- Location of Methler
- Methler Methler
- Coordinates: 51°34′N 7°36′E﻿ / ﻿51.567°N 7.600°E
- Country: Germany
- State: North Rhine-Westphalia
- Admin. region: Arnsberg
- District: Unna
- Town: Kamen
- Highest elevation: 71 m (233 ft)
- Lowest elevation: 55 m (180 ft)

Population (2013-12-31)
- • Total: 11,494
- Time zone: UTC+01:00 (CET)
- • Summer (DST): UTC+02:00 (CEST)
- Postal codes: 59174
- Dialling codes: 02307
- Vehicle registration: UN

= Methler =

Methler is a quarter of the city Kamen in the district Unna in North Rhine-Westphalia in Germany.

==Historic development==
Methler is a part of Kamen since January 1, 1968. It was an independent commune until the first level of the communal rearrangement in 1967. After that, it was merged along with the communes Westick and Wasserkurl to the commune Methler.

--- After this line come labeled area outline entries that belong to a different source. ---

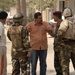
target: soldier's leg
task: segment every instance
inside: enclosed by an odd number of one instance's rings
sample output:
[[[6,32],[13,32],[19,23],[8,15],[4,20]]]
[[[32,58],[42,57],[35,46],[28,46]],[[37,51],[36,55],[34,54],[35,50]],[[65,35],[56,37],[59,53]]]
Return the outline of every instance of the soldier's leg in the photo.
[[[56,75],[62,75],[61,63],[60,63],[60,53],[54,51],[54,67],[56,70]]]
[[[20,63],[19,59],[12,58],[12,75],[20,75]]]
[[[60,51],[61,66],[63,75],[69,75],[70,53],[67,46],[62,46]]]
[[[25,58],[20,58],[19,62],[20,62],[20,68],[21,68],[21,75],[27,75],[27,56],[25,56]]]

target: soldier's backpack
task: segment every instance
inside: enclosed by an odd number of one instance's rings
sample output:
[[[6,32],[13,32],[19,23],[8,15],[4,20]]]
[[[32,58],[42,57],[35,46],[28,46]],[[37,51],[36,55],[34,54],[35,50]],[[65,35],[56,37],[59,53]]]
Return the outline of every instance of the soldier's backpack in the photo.
[[[75,40],[75,21],[68,21],[68,28],[64,34],[64,38]]]

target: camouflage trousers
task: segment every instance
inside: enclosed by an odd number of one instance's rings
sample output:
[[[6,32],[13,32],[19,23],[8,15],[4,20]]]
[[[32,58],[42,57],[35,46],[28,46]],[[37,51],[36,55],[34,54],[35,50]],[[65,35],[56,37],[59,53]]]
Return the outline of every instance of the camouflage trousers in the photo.
[[[12,55],[12,75],[27,75],[27,61],[28,57],[16,57]]]
[[[69,42],[70,43],[70,42]],[[63,75],[69,74],[69,63],[70,59],[72,60],[72,64],[75,70],[75,43],[64,44],[60,47],[60,59]]]
[[[54,45],[54,68],[56,75],[63,75],[60,62],[60,50],[59,46]]]

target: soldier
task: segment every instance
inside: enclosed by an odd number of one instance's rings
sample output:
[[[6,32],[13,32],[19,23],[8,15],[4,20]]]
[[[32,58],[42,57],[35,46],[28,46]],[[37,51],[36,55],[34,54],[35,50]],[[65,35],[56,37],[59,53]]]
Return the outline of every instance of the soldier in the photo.
[[[12,42],[12,75],[27,75],[27,60],[30,52],[27,29],[22,26],[23,15],[18,13],[13,17],[14,24],[8,29],[7,36]]]
[[[56,75],[62,75],[61,64],[60,64],[60,44],[57,38],[57,31],[59,29],[60,23],[62,22],[62,12],[55,11],[53,13],[53,16],[54,16],[54,21],[57,22],[54,34],[54,67],[56,70]]]
[[[75,69],[75,25],[72,20],[72,10],[70,8],[64,10],[63,16],[65,19],[59,27],[57,36],[61,42],[60,57],[62,73],[63,75],[69,75],[70,59]]]
[[[7,75],[6,37],[4,34],[7,16],[7,12],[0,11],[0,75]]]

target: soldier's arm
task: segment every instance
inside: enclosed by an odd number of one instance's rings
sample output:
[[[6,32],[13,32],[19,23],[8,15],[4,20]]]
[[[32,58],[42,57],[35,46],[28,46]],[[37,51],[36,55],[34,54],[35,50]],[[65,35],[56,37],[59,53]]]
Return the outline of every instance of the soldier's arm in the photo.
[[[46,30],[51,36],[53,36],[53,29],[50,24],[45,23],[43,29]]]

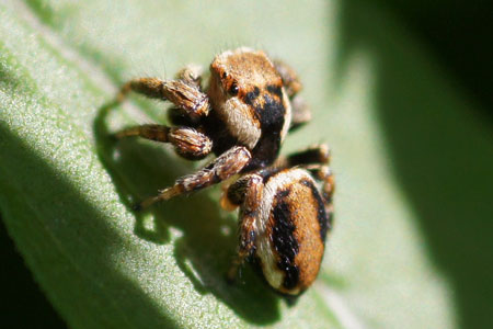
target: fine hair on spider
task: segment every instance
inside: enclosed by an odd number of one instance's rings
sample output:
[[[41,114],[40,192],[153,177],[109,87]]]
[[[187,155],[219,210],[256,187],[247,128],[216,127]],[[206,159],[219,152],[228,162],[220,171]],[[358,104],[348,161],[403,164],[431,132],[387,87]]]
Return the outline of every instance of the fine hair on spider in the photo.
[[[301,83],[283,61],[241,47],[217,55],[209,70],[205,88],[202,68],[190,65],[173,80],[133,79],[117,94],[118,102],[133,91],[172,103],[171,126],[133,126],[117,138],[170,143],[188,160],[216,156],[137,208],[225,182],[221,206],[240,209],[238,253],[228,280],[248,260],[276,292],[299,296],[317,277],[332,227],[329,148],[321,144],[279,156],[287,134],[311,120],[299,95]]]

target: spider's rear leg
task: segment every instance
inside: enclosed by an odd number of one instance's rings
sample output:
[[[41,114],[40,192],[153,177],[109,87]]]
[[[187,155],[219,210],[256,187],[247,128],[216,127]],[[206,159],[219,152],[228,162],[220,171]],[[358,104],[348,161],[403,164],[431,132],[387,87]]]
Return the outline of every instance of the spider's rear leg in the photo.
[[[250,151],[243,146],[234,146],[220,155],[213,162],[195,173],[176,180],[173,186],[162,190],[157,196],[147,198],[136,206],[146,208],[156,202],[169,200],[173,196],[202,190],[217,184],[239,173],[251,159]]]
[[[260,204],[262,202],[263,179],[259,174],[249,174],[229,186],[223,200],[231,205],[241,205],[240,207],[240,228],[239,238],[240,245],[238,253],[234,258],[231,268],[227,273],[229,282],[233,282],[239,266],[244,260],[254,252],[255,248],[255,218],[259,216]]]
[[[191,127],[168,127],[149,124],[129,127],[115,134],[116,138],[129,136],[171,143],[176,154],[188,160],[203,159],[213,149],[213,141],[209,137]]]

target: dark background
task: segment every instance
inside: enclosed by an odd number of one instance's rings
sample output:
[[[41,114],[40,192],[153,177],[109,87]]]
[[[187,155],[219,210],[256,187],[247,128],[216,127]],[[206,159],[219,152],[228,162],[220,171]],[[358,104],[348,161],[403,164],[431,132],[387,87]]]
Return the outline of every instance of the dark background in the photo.
[[[369,2],[369,1],[368,1]],[[388,10],[469,93],[484,120],[493,120],[492,5],[470,1],[372,1]],[[344,18],[343,18],[344,19]],[[0,225],[2,322],[15,328],[65,328],[66,325],[39,291]],[[28,313],[26,313],[28,309]],[[9,326],[10,325],[10,326]]]

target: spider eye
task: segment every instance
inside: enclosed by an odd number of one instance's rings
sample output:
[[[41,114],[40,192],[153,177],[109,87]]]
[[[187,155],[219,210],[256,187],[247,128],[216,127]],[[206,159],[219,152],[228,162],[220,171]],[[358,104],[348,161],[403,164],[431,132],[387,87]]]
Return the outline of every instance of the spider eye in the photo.
[[[231,83],[231,87],[229,88],[228,92],[231,95],[237,95],[240,91],[240,88],[238,87],[237,82]]]

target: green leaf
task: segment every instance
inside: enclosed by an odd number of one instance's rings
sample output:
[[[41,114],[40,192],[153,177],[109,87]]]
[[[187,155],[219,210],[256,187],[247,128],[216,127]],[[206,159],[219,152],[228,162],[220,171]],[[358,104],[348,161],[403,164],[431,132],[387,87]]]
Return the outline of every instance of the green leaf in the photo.
[[[336,226],[293,306],[249,266],[225,282],[237,224],[217,188],[131,212],[197,164],[110,138],[165,121],[165,105],[137,97],[107,106],[125,80],[207,67],[240,45],[285,59],[305,83],[314,121],[283,151],[333,149]],[[484,327],[491,127],[422,48],[358,1],[2,3],[1,216],[73,328]]]

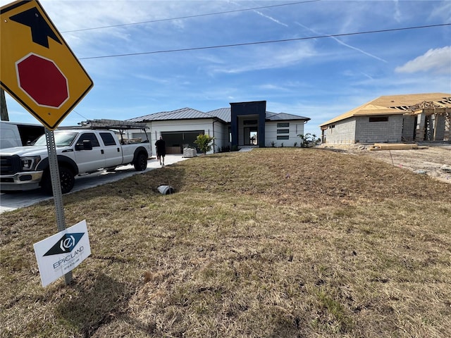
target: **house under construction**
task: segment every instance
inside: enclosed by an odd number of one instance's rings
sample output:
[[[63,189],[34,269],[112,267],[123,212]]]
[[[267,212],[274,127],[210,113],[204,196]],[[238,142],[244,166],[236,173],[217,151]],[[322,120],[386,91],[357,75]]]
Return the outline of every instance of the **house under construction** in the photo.
[[[451,94],[381,96],[320,127],[326,144],[451,142]]]

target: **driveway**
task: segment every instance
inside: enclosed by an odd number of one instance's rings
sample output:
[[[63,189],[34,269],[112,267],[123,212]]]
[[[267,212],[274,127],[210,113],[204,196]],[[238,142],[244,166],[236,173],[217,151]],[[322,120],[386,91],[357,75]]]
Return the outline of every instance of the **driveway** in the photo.
[[[185,158],[181,154],[166,155],[164,162],[166,165],[171,165],[171,164],[187,159],[188,158]],[[119,167],[112,173],[99,171],[99,173],[95,173],[94,174],[78,176],[75,177],[75,185],[70,193],[104,184],[105,183],[109,183],[110,182],[118,181],[134,175],[142,174],[159,168],[161,168],[161,165],[160,165],[159,162],[154,158],[147,161],[147,168],[144,171],[136,171],[133,168],[133,165],[129,165]],[[25,206],[32,206],[42,201],[51,199],[53,197],[49,197],[49,195],[44,194],[40,189],[29,190],[27,192],[20,192],[15,194],[1,194],[0,213],[6,211],[11,211]]]

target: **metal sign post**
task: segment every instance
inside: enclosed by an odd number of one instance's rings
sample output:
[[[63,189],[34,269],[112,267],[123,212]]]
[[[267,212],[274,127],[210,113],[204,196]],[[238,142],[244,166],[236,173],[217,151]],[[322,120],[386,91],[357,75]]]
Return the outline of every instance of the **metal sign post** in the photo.
[[[63,194],[61,193],[59,168],[58,167],[56,146],[55,145],[55,137],[53,130],[46,127],[45,137],[47,142],[47,152],[49,153],[49,168],[50,169],[51,190],[54,193],[54,201],[55,201],[55,209],[56,211],[56,223],[58,224],[58,231],[59,232],[66,229],[66,219],[64,218]],[[70,284],[72,280],[72,271],[64,274],[64,281],[66,285]]]

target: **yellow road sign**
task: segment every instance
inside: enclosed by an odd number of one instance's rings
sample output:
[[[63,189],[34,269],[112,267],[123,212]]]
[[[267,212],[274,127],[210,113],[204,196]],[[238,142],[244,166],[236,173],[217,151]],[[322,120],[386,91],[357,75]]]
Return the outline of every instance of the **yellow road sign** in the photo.
[[[51,130],[94,85],[36,0],[0,8],[0,85]]]

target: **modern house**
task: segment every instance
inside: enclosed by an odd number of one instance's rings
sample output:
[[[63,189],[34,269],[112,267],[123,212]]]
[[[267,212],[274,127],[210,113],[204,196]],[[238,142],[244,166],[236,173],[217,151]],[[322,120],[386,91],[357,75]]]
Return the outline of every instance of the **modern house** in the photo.
[[[266,101],[230,104],[206,113],[183,108],[128,120],[145,123],[152,146],[160,136],[166,141],[168,154],[183,154],[185,147],[195,147],[197,135],[214,137],[211,153],[243,146],[292,146],[299,144],[309,118],[266,111]],[[134,132],[132,137],[140,137]],[[155,149],[152,149],[154,151]]]
[[[380,96],[320,125],[324,144],[451,140],[451,94]]]

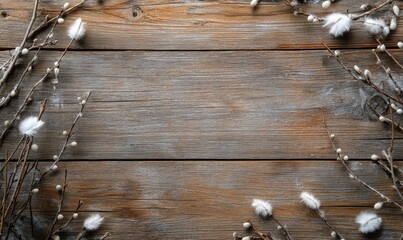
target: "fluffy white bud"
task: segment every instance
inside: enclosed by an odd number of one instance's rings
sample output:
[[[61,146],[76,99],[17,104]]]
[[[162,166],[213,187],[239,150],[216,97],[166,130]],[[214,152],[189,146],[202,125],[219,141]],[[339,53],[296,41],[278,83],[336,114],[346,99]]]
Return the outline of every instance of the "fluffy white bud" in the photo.
[[[360,67],[358,67],[357,65],[354,65],[354,70],[355,70],[358,74],[361,74],[361,73],[362,73]]]
[[[323,3],[322,3],[322,8],[329,8],[330,7],[330,5],[332,5],[332,3],[329,1],[329,0],[327,0],[327,1],[324,1]]]
[[[397,6],[397,5],[393,5],[393,13],[396,15],[396,16],[399,16],[399,12],[400,12],[400,9],[399,9],[399,7]]]
[[[382,206],[383,206],[383,202],[377,202],[377,203],[375,203],[375,205],[374,205],[374,209],[379,210],[379,209],[382,208]]]
[[[32,151],[38,151],[39,147],[37,144],[34,143],[31,145],[31,149],[32,149]]]
[[[259,0],[252,0],[252,1],[250,2],[250,6],[251,6],[251,7],[256,7],[258,3],[259,3]]]
[[[250,227],[252,227],[252,225],[249,222],[244,222],[243,223],[243,228],[249,229]]]
[[[29,52],[28,48],[24,48],[24,49],[22,49],[21,54],[25,55],[25,54],[28,54],[28,52]]]
[[[395,17],[390,20],[389,28],[390,30],[395,30],[397,28],[397,20]]]
[[[66,3],[64,3],[64,5],[63,5],[63,10],[67,10],[69,7],[70,7],[70,3],[69,3],[69,2],[66,2]]]

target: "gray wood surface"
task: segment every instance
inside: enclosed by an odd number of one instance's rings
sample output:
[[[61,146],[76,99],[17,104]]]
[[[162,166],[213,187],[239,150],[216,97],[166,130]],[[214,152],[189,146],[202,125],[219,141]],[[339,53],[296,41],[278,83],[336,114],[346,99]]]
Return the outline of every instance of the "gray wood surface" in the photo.
[[[330,10],[355,12],[364,2],[337,1]],[[41,1],[41,16],[54,16],[63,3]],[[31,8],[32,1],[0,0],[0,62],[21,41]],[[305,10],[323,12],[317,4]],[[242,228],[246,220],[278,237],[273,221],[255,216],[253,198],[272,202],[294,240],[331,239],[326,225],[300,204],[301,191],[322,201],[329,222],[349,240],[400,239],[402,212],[393,206],[377,211],[381,231],[359,234],[355,216],[372,211],[380,199],[334,160],[322,124],[323,111],[353,171],[398,199],[388,176],[369,161],[389,146],[391,136],[390,128],[364,108],[374,92],[352,80],[320,39],[342,49],[347,66],[369,68],[382,80],[386,76],[371,53],[377,43],[361,23],[334,39],[321,23],[291,12],[282,1],[270,0],[255,10],[248,0],[104,0],[102,5],[87,1],[67,17],[56,29],[58,44],[42,51],[18,97],[0,109],[3,123],[61,54],[69,24],[82,17],[87,35],[67,52],[56,88],[52,76],[22,115],[36,114],[39,101],[49,99],[46,125],[35,138],[39,150],[31,155],[46,167],[79,110],[77,97],[92,91],[73,137],[77,148],[66,151],[60,171],[35,195],[36,239],[54,217],[54,189],[62,183],[63,169],[69,172],[63,214],[69,216],[78,199],[85,205],[62,239],[74,239],[93,212],[106,219],[89,239],[106,231],[111,239],[232,239],[234,231],[248,234]],[[402,40],[402,28],[385,40],[401,62],[396,43]],[[14,83],[7,83],[1,96]],[[20,137],[13,128],[0,146],[0,159]],[[399,166],[402,154],[398,133]]]
[[[45,55],[47,64],[36,67],[25,90],[59,54]],[[351,66],[373,58],[370,50],[343,54]],[[333,159],[322,108],[350,158],[369,159],[390,142],[387,125],[363,109],[373,91],[325,51],[69,52],[56,90],[52,78],[35,95],[50,97],[47,127],[36,138],[46,149],[41,159],[60,148],[49,138],[62,138],[78,111],[76,98],[87,91],[93,95],[75,136],[82,144],[69,159]],[[397,136],[396,156],[400,143]]]

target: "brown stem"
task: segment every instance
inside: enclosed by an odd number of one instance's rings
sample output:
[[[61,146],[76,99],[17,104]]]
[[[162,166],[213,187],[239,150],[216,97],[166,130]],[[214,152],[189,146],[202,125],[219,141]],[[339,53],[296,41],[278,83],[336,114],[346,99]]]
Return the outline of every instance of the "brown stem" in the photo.
[[[386,6],[387,4],[392,3],[393,1],[394,1],[394,0],[386,0],[385,2],[379,4],[378,6],[375,6],[375,7],[371,8],[370,10],[368,10],[368,11],[366,11],[366,12],[363,12],[363,13],[361,13],[361,14],[358,14],[358,15],[353,16],[351,19],[352,19],[352,20],[357,20],[357,19],[360,19],[360,18],[363,18],[363,17],[367,17],[367,16],[369,16],[371,13],[374,13],[374,12],[378,11],[379,9],[383,8],[383,7]]]
[[[81,201],[81,200],[79,200],[79,201],[78,201],[78,205],[77,205],[76,210],[74,211],[74,213],[77,213],[78,210],[80,209],[80,207],[81,207],[83,204],[84,204],[84,202]],[[60,228],[58,228],[57,230],[55,230],[52,235],[63,231],[63,229],[65,229],[74,219],[75,219],[75,218],[72,216],[63,226],[61,226]]]
[[[395,85],[395,89],[397,90],[398,94],[403,93],[402,88],[400,87],[400,85],[396,82],[395,78],[393,77],[390,68],[387,68],[383,63],[381,58],[379,57],[378,53],[376,52],[376,50],[372,50],[372,52],[374,53],[375,57],[376,57],[376,61],[377,63],[380,64],[380,66],[382,67],[382,69],[385,71],[385,73],[388,75],[389,79],[393,82],[393,85]]]
[[[270,233],[264,234],[261,231],[259,231],[251,221],[248,221],[248,223],[250,223],[250,226],[251,226],[253,232],[256,235],[258,235],[261,239],[263,239],[263,240],[273,240],[273,238],[271,237]]]
[[[290,0],[283,0],[283,2],[285,3],[285,5],[289,6],[290,8],[292,8],[294,10],[294,12],[296,12],[298,15],[302,15],[302,16],[310,16],[311,14],[304,12],[301,8],[299,8],[298,6],[296,6],[294,3],[292,3]],[[324,21],[323,18],[320,17],[316,17],[316,19],[318,19],[318,21]]]
[[[378,38],[376,38],[376,41],[377,41],[379,44],[382,44],[382,42],[381,42]],[[388,54],[388,56],[389,56],[401,69],[403,69],[403,66],[399,63],[399,61],[397,61],[397,59],[392,55],[392,53],[389,52],[388,49],[385,49],[385,52],[386,52],[386,54]]]
[[[284,227],[283,224],[280,223],[279,220],[277,220],[277,218],[274,217],[274,215],[271,215],[271,217],[273,218],[273,220],[281,227],[284,235],[286,236],[286,238],[288,240],[292,240],[290,233],[288,232],[287,228]]]
[[[60,16],[62,13],[63,13],[63,10],[60,11],[58,16]],[[32,66],[34,65],[35,59],[38,59],[38,55],[39,55],[39,52],[42,50],[42,47],[46,46],[46,44],[48,43],[48,40],[50,39],[50,36],[53,34],[53,32],[54,32],[54,30],[56,28],[56,25],[57,25],[57,21],[54,22],[52,28],[50,29],[49,33],[46,35],[46,37],[43,40],[43,42],[41,44],[37,45],[38,49],[36,50],[35,55],[32,57],[31,61],[26,66],[24,72],[21,74],[20,79],[18,80],[18,82],[13,87],[14,92],[18,91],[18,89],[19,89],[22,81],[24,80],[26,74],[30,71],[30,68],[32,68]],[[10,92],[9,94],[7,94],[7,96],[3,97],[0,100],[0,108],[6,106],[11,101],[11,99],[12,99],[12,96],[11,96],[11,92]]]
[[[7,81],[7,78],[10,76],[10,73],[12,72],[12,70],[14,69],[15,64],[17,63],[17,60],[19,59],[20,55],[21,55],[21,50],[22,48],[25,46],[25,43],[28,40],[28,35],[31,32],[32,26],[34,25],[35,19],[36,19],[36,11],[38,10],[38,4],[39,4],[39,0],[35,0],[34,3],[34,10],[32,11],[32,17],[31,17],[31,21],[29,22],[27,31],[25,32],[24,38],[19,46],[19,50],[15,51],[13,58],[10,62],[10,64],[7,67],[7,70],[4,72],[3,77],[0,79],[0,89],[1,87],[4,85],[4,83]]]
[[[48,16],[46,16],[45,20],[37,27],[35,28],[28,36],[29,39],[32,39],[36,34],[38,34],[39,32],[41,32],[44,28],[46,28],[50,23],[57,21],[57,19],[59,17],[64,17],[65,15],[75,11],[77,8],[79,8],[81,5],[83,5],[83,3],[85,2],[85,0],[82,0],[81,2],[79,2],[78,4],[74,5],[73,7],[67,9],[66,11],[63,11],[63,14],[60,16],[56,16],[53,17],[51,19],[48,18]]]
[[[383,91],[381,88],[379,88],[376,84],[374,84],[370,79],[363,79],[360,78],[358,76],[356,76],[351,69],[349,69],[346,65],[344,65],[344,63],[340,60],[339,57],[336,57],[336,55],[334,54],[334,52],[323,42],[321,41],[322,45],[327,49],[327,51],[336,58],[336,61],[342,66],[342,68],[344,70],[346,70],[355,80],[360,81],[362,83],[365,83],[366,85],[370,86],[372,89],[374,89],[375,91],[377,91],[378,93],[384,95],[385,97],[387,97],[388,99],[394,100],[400,104],[403,104],[403,101],[390,95],[389,93]]]
[[[105,240],[107,239],[111,234],[109,232],[106,232],[102,237],[99,238],[99,240]]]
[[[53,219],[53,223],[50,226],[50,229],[48,231],[48,235],[46,237],[46,240],[49,240],[51,238],[52,233],[53,233],[53,229],[55,228],[56,223],[59,221],[58,217],[59,217],[59,214],[61,213],[62,208],[63,208],[64,195],[65,195],[65,192],[66,192],[66,188],[67,188],[67,170],[64,170],[64,184],[63,184],[63,189],[62,189],[62,196],[60,198],[60,202],[59,202],[59,206],[58,206],[57,211],[56,211],[55,218]]]
[[[329,222],[326,220],[326,218],[323,216],[323,214],[321,214],[320,211],[321,211],[321,210],[318,210],[318,215],[319,215],[320,219],[322,219],[322,221],[323,221],[332,231],[334,231],[340,239],[346,240],[345,237],[343,237],[332,225],[329,224]]]
[[[360,178],[358,178],[357,175],[355,175],[355,173],[351,170],[351,168],[346,164],[346,161],[343,160],[343,158],[341,157],[341,154],[337,152],[337,148],[336,148],[336,145],[335,145],[335,143],[334,143],[333,138],[331,137],[329,127],[328,127],[327,124],[326,124],[325,115],[324,115],[324,114],[323,114],[323,122],[322,122],[322,123],[323,123],[323,125],[324,125],[325,128],[326,128],[326,132],[327,132],[328,137],[329,137],[329,139],[330,139],[330,142],[331,142],[331,144],[332,144],[333,150],[334,150],[334,151],[336,152],[336,154],[337,154],[337,160],[338,160],[339,162],[341,162],[341,164],[342,164],[343,167],[347,170],[347,172],[350,174],[350,176],[351,176],[354,180],[356,180],[358,183],[360,183],[361,185],[363,185],[364,187],[366,187],[366,188],[368,188],[369,190],[371,190],[372,192],[376,193],[378,196],[380,196],[380,197],[381,197],[382,199],[384,199],[386,202],[392,203],[392,204],[394,204],[395,206],[397,206],[397,207],[399,207],[400,209],[403,210],[403,206],[402,206],[402,205],[400,205],[399,203],[393,201],[393,200],[390,199],[389,197],[385,196],[383,193],[379,192],[379,191],[376,190],[374,187],[372,187],[371,185],[367,184],[366,182],[364,182],[363,180],[361,180]]]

Several archaeological finds in Westick indicate that there was Roman colonisation long before the name "Methler" was first established in 898 AD.

==Contemporary situation==
Methler has about 12000 inhabitants, which makes it the largest quarter of Kamen (except from inner Kamen, which has about 22000 inhabitants).
There is a small railway station with connections to the Ruhr Area (especially Dortmund) and the city of Hamm. Train stops to Dortmund are 2 times an hour.
Methler has borders with Dortmund, Lünen and Unna, which makes it a well placed small town at the edge of the Ruhr Area.